SGX RegCo proposes removing minimum trading price rule

SGX ticker at Shenton Way building in Singapore; taken October 2018.SGX ticker at Shenton Way building in Singapore; taken October 2018.

Singapore Exchange Regulation (SGX RegCo) has proposed Thursday removing its minimum trading price (MTP) rule as other measures to prevent market manipulation have reduced the number of alerts to the market.

Requests to review the MTP rule, which was put in place to combat manipulation risks, have been received, prompting a review, SGX RegCo said in a statement.

The public consultation period on the proposed change will be open until 27 December, with no companies to be added to the MTP watchlist unless it’s determined the current MTP framework will be retained, the statement said.
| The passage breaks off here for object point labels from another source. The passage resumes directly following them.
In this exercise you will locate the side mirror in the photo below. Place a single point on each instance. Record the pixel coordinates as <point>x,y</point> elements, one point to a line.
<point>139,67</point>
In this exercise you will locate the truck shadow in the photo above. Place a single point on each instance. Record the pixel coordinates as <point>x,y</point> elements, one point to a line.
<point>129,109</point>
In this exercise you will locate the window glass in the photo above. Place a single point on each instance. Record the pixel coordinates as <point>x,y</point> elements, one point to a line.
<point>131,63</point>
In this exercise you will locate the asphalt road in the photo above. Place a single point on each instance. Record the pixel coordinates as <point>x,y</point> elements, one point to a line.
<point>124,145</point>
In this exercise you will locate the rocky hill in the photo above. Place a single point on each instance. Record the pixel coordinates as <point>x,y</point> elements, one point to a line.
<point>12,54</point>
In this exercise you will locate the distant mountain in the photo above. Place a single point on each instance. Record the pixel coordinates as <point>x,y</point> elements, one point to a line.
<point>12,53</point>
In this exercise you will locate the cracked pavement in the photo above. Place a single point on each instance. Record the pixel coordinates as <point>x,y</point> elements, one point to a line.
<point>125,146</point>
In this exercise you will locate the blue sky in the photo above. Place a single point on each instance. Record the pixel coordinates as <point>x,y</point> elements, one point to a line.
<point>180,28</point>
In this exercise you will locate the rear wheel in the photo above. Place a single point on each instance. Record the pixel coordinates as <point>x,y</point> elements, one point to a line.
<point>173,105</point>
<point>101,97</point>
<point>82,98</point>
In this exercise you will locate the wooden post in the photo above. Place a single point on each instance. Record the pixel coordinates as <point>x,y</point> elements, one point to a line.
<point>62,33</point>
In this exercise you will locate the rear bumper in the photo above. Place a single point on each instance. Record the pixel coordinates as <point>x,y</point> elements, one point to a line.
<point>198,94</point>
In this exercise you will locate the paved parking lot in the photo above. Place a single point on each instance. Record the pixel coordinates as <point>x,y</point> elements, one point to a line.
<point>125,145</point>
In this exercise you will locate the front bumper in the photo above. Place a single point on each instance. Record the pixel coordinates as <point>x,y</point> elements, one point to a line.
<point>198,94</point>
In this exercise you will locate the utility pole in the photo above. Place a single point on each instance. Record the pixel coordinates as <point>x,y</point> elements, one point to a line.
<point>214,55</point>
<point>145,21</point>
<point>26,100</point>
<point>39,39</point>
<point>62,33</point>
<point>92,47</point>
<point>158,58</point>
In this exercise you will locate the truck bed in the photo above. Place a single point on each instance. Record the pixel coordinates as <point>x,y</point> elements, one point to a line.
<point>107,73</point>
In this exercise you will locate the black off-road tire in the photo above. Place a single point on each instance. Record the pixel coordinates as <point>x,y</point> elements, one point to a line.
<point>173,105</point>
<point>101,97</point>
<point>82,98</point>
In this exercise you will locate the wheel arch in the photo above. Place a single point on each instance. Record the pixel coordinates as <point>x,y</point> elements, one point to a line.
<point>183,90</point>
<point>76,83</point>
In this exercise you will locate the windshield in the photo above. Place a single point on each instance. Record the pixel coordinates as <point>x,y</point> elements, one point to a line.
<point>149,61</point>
The exchange regulator said it has begun restricting accounts involved in unusual activity in a stock and concurrently issuing trade with caution alerts on the same stock.

Those measures, along with other market surveillance efforts and conduct guidelines as well as SGX RegCo’s ability to disregard artificial share price distortions, have reduced the number of alerts for suspected manipulation, the statement said.

“Market manipulation is a serious matter and we are always fine-tuning our regulatory tools to make them more targeted and efficient; our latest enhancement is the combination of a Trading Restriction with a Trade with Caution alert,” Tan Boon Gin, CEO of SGX RegCo, said in the statement.

“Taken together, these tools have a more direct impact on reducing manipulation risk and a review of the minimum trading price policy is therefore timely,” he added.

The MTP framework was proposed in 2014 and revamped in 2016, with a company entering the MTP watchlist if its share price is below S$0.20 and its market capitalization is below S$40 million, the filing said.

Companies have three years to exit the watchlist, and may be delisted if they don’t, the filing said.

SGX RegCo added that it would make improvements to the watchlist to alert investors to financially weak companies by taking into consideration whether the issuers’ profits were due to non-recurring income or by activities outside the normal course of business.

Whether an auditor has issued an adverse or disclaimed audit opinion or a material uncertainty related to going concern on the company’s accounts would also be considered, SGX RegCo said.